A propos de la loi sur le non-cumul des mandats, à laquelle les sénateurs se sont soustraits, Il y a une chose qui n'a guère été dite dans la presse et qui est pourtant une circonstance aggravante : cette chose rend le dispositif sénatorial particulièrement (et vicieusement) génial, au point qu'il est loin d'être impossible que cela fasse capoter l'ensemble du texte, y compris à l'Assemblée.
Comme toujours quand il est question d'élection des parlementaires, il n'y a pas seulement une loi simple, mais aussi une loi organique. Or, une loi organique relative aux sénateurs ne peut être adoptée par l'Assemblé nationale seule : il faut que le sénat la vote en termes conformes. Ce qui fait que, si l'Assemblée rejette le texte sénatorial (ce qui est assez probable), ce ne sera sans doute pas pour imposer le non cumul aux sénateurs... mais, paradoxalement, pour l'élargir aux députés.
Concrètement, voilà comment les choses peuvent se passer : le texte a toutes chances d'être voté à l'assemblée sans l'exception sénatoriale. Par conséquent, le sénat le refusera. L'Assemblée ayant le dernier mot, la loi sera votée comme cela. Les sénateurs saisiront le conseil constitutionnel et ont de fortes chances d'obtenir la censure de l'article qui les concernent. Or, cet article concernera aussi, désormais, les députés. Par conséquent, les députés, en faisant mine de s'offusquer de la résistance sénatoriale, voteront contre l'interdiction du cumul.

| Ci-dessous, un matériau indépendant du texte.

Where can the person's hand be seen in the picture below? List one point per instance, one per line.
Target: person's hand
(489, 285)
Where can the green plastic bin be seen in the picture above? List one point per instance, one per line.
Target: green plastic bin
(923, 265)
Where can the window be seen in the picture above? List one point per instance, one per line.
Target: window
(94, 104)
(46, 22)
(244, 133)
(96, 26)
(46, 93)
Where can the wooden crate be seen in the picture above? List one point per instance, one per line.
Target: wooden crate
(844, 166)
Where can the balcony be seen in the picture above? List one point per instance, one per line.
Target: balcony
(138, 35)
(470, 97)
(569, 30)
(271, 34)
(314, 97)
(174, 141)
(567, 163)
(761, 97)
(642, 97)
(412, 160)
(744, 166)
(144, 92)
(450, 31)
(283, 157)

Naturellement, cela dépend du jugement du conseil constitutionnel, mais il est fort probable qu'il soit aussi soumis au gouvernement qu'il ne l'a été pour la loi Taubira (où il y a une présomption sérieuse de penser qu'il a répondu avant de lire la saisine, puisque plusieurs questions, pas tout à fait négligeables, ne sont tout simplement pas évoquées dans sa "réponse"). Ce qui signifie que soit l'Assemblée suit le sénat, auquel cas les sénateurs pourront cumuler; soit l'Assemblée ne suit pas le sénat, auquel cas il est très probable que les députés et les sénateurs pourront continuer à cumuler. Et Hollande pourra s'abriter derrière le conseil constitutionnel pour justifier le non-respect de sa promesse électorale.